Large Language Models (LLMs) require an appropriate inference backend to function correctly, influencing user experience and operational costs. A recent study conducted by the BentoML Engineering Team has benchmarked various backends to better understand their performance when serving LLMs. The study focused primarily on vLLM, LMDeploy, MLC-LLM, TensorRT-LLM, and Hugging Face TGI. The experiment carried out on Llama 3 8B and 70B 4-bit quantization models on an A100 80GB GPU instance.
The study evaluated the backends using two key metrics. Firstly, the Time to First Token (TTFT), which measures how long it takes from a user request until the first token is generated, with a shorter TTFT translating to a stronger perceived performance and increased user satisfaction. Secondly, the Token Generation Rate (TGR), which measures how many tokens the model can generate per second, with a higher TGR indicating a model can handle a high load of requests.

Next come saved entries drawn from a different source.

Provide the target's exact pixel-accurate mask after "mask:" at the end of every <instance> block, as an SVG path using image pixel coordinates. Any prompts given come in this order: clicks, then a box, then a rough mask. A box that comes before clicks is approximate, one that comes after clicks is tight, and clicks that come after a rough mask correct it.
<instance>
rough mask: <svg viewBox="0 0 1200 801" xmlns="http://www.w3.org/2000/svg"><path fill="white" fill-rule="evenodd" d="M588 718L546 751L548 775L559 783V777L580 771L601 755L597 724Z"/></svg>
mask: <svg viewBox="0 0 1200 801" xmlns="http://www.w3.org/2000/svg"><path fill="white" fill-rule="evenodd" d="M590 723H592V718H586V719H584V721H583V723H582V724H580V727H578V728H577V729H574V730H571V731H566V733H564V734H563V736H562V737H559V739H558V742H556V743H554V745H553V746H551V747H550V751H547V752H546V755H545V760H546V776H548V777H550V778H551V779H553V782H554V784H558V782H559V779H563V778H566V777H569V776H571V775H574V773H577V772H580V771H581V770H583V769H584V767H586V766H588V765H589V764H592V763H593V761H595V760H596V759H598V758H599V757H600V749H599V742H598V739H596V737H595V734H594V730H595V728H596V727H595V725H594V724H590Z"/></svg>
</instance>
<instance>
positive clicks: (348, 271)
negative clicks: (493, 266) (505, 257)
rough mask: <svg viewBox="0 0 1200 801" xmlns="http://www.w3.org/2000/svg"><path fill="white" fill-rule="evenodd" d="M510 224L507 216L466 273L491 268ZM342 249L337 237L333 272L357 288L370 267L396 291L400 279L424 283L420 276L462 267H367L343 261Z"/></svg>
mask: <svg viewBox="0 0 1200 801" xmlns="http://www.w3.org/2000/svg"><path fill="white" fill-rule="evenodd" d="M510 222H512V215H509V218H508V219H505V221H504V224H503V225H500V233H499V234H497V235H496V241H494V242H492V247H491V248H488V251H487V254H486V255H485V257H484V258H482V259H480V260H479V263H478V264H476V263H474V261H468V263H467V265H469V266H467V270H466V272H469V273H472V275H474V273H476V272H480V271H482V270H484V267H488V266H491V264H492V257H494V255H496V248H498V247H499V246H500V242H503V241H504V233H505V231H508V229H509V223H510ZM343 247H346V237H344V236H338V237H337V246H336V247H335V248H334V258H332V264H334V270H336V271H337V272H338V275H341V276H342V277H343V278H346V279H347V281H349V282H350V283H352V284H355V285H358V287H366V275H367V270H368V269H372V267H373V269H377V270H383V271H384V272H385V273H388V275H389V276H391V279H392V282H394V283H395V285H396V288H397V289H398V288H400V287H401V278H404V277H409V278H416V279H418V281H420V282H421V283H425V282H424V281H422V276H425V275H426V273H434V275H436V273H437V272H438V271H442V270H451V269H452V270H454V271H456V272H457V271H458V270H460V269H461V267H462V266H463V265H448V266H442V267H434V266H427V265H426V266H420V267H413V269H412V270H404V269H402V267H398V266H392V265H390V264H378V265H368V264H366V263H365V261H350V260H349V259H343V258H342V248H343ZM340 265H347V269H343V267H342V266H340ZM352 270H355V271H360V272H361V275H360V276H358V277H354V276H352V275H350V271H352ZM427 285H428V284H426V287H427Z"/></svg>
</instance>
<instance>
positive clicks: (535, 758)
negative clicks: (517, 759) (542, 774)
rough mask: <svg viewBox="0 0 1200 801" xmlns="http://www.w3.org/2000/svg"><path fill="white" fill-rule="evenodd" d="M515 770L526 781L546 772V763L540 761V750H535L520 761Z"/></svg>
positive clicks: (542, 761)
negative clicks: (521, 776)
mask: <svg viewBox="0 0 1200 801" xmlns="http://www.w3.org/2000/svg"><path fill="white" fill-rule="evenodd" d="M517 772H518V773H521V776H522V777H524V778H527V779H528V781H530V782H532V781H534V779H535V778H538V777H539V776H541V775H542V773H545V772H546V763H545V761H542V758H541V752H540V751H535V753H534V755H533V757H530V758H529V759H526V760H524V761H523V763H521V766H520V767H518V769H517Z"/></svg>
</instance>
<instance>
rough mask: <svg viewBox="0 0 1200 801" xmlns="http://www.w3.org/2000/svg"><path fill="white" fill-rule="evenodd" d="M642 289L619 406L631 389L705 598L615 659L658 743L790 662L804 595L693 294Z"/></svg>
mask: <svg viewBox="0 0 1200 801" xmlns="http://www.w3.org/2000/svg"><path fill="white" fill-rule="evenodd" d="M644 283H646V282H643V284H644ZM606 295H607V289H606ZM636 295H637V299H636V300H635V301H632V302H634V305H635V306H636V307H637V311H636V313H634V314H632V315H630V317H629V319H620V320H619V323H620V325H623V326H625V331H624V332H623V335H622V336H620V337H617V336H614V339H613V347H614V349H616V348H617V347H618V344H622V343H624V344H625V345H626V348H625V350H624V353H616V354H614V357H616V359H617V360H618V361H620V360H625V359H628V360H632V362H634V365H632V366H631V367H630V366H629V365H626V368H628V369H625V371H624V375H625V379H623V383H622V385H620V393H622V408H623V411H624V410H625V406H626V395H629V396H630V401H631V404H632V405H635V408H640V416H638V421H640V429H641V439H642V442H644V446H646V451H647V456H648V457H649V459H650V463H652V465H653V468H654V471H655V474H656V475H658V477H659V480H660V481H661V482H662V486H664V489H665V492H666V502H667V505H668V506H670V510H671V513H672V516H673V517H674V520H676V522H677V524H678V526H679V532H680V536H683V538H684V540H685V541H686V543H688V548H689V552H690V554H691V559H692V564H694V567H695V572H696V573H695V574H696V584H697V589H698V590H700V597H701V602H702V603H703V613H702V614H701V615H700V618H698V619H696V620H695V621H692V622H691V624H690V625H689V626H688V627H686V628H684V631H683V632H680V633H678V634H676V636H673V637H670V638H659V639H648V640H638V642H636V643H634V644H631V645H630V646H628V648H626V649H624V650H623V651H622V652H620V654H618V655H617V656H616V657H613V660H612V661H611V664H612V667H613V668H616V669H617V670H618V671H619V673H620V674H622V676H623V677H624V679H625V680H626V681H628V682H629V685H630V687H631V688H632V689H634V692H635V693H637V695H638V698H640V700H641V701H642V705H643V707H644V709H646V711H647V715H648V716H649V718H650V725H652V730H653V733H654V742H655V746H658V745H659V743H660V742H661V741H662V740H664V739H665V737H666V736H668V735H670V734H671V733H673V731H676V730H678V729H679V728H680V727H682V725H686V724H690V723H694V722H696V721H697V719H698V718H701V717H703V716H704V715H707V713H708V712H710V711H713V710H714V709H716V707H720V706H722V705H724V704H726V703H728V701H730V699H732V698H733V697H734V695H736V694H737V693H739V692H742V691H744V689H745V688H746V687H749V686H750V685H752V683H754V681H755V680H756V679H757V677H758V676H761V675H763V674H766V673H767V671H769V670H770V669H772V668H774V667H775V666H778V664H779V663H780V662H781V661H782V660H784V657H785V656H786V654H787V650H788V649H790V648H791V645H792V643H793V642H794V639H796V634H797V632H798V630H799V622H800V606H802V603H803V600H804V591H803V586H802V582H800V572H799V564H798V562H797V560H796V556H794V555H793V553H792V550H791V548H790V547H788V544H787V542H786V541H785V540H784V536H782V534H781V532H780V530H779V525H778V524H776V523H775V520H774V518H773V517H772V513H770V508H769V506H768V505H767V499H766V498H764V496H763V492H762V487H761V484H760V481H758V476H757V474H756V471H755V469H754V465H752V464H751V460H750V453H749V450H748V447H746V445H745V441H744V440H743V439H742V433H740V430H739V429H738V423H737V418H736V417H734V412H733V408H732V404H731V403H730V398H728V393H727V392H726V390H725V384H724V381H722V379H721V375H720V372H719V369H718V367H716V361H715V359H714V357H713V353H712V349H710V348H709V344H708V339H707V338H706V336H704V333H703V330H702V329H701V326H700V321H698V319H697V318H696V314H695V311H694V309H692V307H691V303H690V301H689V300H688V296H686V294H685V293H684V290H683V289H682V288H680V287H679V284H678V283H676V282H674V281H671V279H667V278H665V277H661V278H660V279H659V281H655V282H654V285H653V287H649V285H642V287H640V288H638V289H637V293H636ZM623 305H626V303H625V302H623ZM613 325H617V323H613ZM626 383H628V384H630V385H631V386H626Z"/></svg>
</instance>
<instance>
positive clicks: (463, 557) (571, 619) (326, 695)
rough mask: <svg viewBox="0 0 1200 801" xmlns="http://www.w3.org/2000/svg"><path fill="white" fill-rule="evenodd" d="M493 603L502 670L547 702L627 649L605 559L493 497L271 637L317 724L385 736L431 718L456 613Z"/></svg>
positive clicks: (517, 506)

In testing the Llama 3 8B model, the study found that LMDeploy had the highest TGR and the shortest TTFT, especially notable with ten users. MLC-LLM achieved a slightly lower TGR and its TTFT significantly increased at 100 users. Although vLLM had the lowest TTFT across all user levels, it had a less optimal TGR compared to LMDeploy and MLC-LLM.
When it came to the Llama 3 70B model, LMDeploy maintained the highest TGR and the shortest TTFT across all concurrent users. TensorRT-LLM had similar TGR as LMDeploy but experienced significant TTFT increases at 100 users. Consistently, vLLM had the lowest TTFT, but TGR lagged due to a lack of optimization for quantized models.
The inference backend selection goes beyond performance, considering factors such as quantization support, hardware compatibility, and developer experience.
In conclusion, LMDeploy provides superior performance for high-load scenarios because of its superior TTFT and TGR. vLLM offers low latency, critical for applications needing quick response times. MLC-LLM requires further optimization for unexpected stress testing. Understanding these findings is invaluable for developers and enterprises deploying LLMs, as it makes it easier to select the appropriate inference backend that will best serve their applications. Integrating these backends with platforms like BentoML can help streamline deployment, ensuring performance and scalability.